Venezuelan Exiles Throw Arepa in Chavez's Eye with Spinning Simon Bolivar Statue in Doral

SimonBolivar.jpg
This Simon Bolivar statue in Caracas will soon have a rival in Doral
Venezuelan exiles announced today that they are installing a statue of their country's founding father, Simon Bolivar, in front of the Arepazo restaurant in Doral.

The life-size, revolvable statue is intended as an arepa in the eye of Venezuelan president Hugo Chavez, whose socialist "Bolivarian Revolution" leans heavily on the figure of El Libertador.

"We want to show that Bolivar doesn't belong to Chavez," says Vicente Pugliese, vice president of Venezolanos Perseguidos Politicos en el Exilio (Veppex).

At a small press conference in El Arepazo, Veppex president and former Venezuelan lieutenant Jose Antonio Colina said the statue would be installed within 50 days.

"This will be a piece of Venezuela here in Miami... and a recognition of all the Venezuelans who have already left the country for political reasons and arrived here," Colina said.

The lot housing the restaurant, a Citgo gas station, and a car-wash will be rechristened "Plaza Bolivar." A smaller bust of Bolivar will also be given to Ronald Reagan High School in Doral.

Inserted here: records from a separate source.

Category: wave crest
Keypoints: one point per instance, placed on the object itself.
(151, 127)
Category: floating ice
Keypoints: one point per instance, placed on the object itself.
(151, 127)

A statue of Bolivar already exists in the Bayside Marketplace downtown, but Colina said it lacked the political significance of the new sculpture since it was constructed 25 years ago: long before Chavez's 1998 election and redistributionist policies provoked an exodus of mostly middle- and upper-class Venezuelans.

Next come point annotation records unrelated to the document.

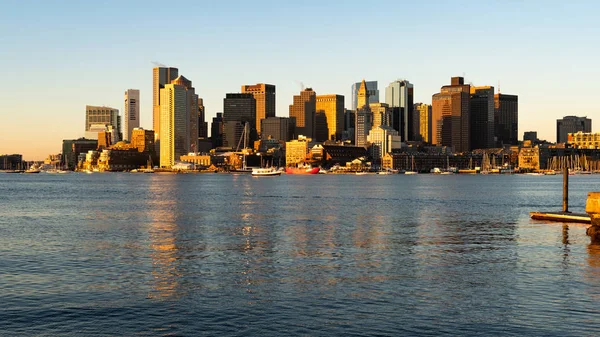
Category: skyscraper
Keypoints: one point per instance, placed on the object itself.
(506, 119)
(371, 90)
(161, 76)
(424, 111)
(481, 116)
(239, 108)
(333, 107)
(399, 95)
(264, 94)
(107, 116)
(571, 124)
(450, 116)
(131, 112)
(303, 110)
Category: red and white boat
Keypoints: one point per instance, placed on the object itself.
(302, 170)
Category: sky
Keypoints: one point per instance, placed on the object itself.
(59, 56)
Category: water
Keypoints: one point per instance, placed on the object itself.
(212, 254)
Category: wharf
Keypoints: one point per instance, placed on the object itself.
(561, 217)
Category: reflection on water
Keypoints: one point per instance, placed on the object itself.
(130, 254)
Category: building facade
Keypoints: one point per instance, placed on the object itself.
(482, 117)
(571, 124)
(303, 110)
(264, 94)
(399, 95)
(131, 113)
(333, 108)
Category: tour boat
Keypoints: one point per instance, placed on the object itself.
(265, 172)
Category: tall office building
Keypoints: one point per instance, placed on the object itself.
(371, 90)
(381, 114)
(333, 107)
(506, 119)
(202, 124)
(216, 130)
(571, 124)
(174, 119)
(303, 110)
(450, 115)
(424, 111)
(161, 76)
(107, 116)
(399, 95)
(131, 113)
(239, 108)
(264, 94)
(279, 128)
(482, 117)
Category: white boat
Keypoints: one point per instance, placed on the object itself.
(265, 172)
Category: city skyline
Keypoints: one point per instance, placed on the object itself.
(526, 54)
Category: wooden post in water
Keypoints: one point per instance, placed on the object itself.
(566, 189)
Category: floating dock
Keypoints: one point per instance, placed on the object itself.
(561, 217)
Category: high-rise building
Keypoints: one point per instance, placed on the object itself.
(107, 116)
(161, 76)
(131, 113)
(399, 95)
(450, 116)
(506, 119)
(381, 114)
(264, 94)
(424, 111)
(279, 128)
(202, 124)
(174, 119)
(372, 91)
(333, 108)
(482, 117)
(571, 124)
(238, 108)
(216, 130)
(303, 110)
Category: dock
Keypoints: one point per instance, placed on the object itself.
(561, 217)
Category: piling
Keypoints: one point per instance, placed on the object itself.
(566, 189)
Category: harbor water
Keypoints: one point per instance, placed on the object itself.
(234, 255)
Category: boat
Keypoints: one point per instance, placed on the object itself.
(302, 170)
(265, 172)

Like the recent tug-of-war over Carlos Andres Perez's body, the Bolivar sculpture signifies nothing so much as the severe split within Venezuelans over their current government.

BolivarStatue.jpg
A diagram of the Doral statue

The new statue will sit -- or spin -- in the median of NW 58th Street near 102nd Avenue, like a giant middle finger aimed at wherever Chavez might be at that moment. It is being manufactured in Spain and costs roughly $12,000.

Pugliese said the statue was meant to celebrate Bolivar -- considered the founder of Bolivia, Colombia, Peru, Ecuador, and Panama in addition to Venezuela -- and reclaim his image from Chavez. The Venezuelan president -- currently weakened by cancer and undergoing chemotherapy in Cuba -- faces what promises to be his most contested election ever next year.

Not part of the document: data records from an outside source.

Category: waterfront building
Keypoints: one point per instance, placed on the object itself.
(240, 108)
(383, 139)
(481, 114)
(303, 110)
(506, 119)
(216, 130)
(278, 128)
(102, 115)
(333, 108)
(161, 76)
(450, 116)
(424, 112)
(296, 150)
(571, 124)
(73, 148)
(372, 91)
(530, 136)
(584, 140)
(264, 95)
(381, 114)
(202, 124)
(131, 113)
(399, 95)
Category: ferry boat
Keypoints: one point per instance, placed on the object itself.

"The image of Simon Bolivar has been trampled" by Chavez, said Venezuelan exile and journalist Patricia Poleo at the press conference.

"Bolivar isn't some idiot of the Left," Pugliese insisted, "but a millionaire who gave up his riches to fight for independence."

No doubt that Chavez -- who last year wept when exhuming Bolivar's body -- and his supporters would dispute that characterization of El Libertador, who they see as a hero of the poor.

One way or another, El Libertador is turning over in his freshly re-dug grave.